The Institute of Medicine has issued a long-awaited government report on screening US troops for brain injury (TBI). The report calls on the military to test all new recruits for cognitive skills, then do large studies of returning combat veterans, to better evaluate for traumatic brain injury, the signature wound of the Iraq War.
USA Today’s 2007 article, “Scientists: Brain Injuries from War Worse than Thought,” estimated that some 5500 military personnel have suffered brain injuries, accounting for 22% of all casualties from Iraq and Afghanistan—twice the rate reported in Vietnam. These injuries are related to the blast impact of roadside IEDs (improvised explosive devices).

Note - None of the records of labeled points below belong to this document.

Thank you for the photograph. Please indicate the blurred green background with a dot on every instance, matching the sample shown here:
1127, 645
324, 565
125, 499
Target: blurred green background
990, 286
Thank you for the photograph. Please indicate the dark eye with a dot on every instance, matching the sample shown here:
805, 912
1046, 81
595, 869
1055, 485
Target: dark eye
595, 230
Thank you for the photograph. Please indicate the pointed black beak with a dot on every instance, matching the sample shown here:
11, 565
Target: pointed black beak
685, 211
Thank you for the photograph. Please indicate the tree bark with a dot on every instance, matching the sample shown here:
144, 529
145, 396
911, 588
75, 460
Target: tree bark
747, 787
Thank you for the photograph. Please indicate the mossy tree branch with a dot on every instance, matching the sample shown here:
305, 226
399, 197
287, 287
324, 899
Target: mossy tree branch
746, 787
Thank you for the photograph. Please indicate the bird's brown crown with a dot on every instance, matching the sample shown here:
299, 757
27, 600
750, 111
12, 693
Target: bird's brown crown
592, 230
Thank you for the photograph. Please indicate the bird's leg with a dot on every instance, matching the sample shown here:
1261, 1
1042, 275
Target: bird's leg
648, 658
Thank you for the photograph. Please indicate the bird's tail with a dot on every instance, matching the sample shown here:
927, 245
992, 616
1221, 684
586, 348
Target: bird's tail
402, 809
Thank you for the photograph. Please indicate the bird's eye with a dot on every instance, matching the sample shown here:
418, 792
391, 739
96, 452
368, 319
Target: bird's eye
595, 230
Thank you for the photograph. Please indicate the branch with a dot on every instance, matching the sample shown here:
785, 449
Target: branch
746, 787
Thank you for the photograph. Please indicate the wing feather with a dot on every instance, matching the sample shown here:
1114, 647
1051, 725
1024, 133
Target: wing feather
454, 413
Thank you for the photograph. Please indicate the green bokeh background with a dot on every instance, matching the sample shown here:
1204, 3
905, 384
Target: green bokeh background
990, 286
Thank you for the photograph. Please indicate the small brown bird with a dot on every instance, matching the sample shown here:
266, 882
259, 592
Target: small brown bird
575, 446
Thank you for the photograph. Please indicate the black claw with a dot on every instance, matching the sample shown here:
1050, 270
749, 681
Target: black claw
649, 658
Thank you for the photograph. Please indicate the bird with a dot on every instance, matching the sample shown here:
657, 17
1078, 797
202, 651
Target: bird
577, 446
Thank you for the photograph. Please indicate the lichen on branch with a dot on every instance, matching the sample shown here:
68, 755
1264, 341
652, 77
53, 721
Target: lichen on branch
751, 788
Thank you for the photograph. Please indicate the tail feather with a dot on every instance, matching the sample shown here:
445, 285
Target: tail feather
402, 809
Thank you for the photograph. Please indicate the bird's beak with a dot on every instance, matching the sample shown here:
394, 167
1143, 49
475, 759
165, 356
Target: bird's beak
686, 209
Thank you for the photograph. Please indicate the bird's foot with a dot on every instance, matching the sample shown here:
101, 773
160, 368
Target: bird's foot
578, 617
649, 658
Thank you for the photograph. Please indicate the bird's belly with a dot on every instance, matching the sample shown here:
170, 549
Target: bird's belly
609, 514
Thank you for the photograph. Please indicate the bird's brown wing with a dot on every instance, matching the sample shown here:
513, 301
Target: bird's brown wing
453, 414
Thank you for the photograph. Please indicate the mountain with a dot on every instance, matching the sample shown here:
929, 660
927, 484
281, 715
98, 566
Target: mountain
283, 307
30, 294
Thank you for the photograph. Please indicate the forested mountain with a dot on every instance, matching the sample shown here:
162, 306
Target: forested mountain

TBIs have had long-term medical consequences for our returning troops, including an alarming rate of suicide. In April 2008, the RAND Corporation found that of the 1.6 million veterans of the war, 300,000 have PTSD, 320,000 had TBIs, and 80,000 suffer from depression.
The Health Freedom Foundation sponsored hyperbaric oxygen treatment for a Marine machine gunner who experienced seven concussive events from roadside bombs during two tours in Iraq. After these hyperbaric oxygen therapy treatments (HBOT), his migraine headaches disappeared, his sleep was restored, his PTSD was gone, and he is now actively employed. This was just one instance but clearly showed the need for more study. At Louisiana State University, Dr. Paul Harch is now treating another thirty veterans of the war who have TBI and PTSD. AAHF sought funding from Congress for this important study for the past two years. This year, after nearly 200 visits to members of Congress, funding was finally provided.
We cannot delay action to screen new troops and confirm that hyperbaric oxygen therapy should be the standard of care for traumatic brain injury, post traumatic stress disorder, and depression in our wounded veterans. It is our turn to serve those who have served us.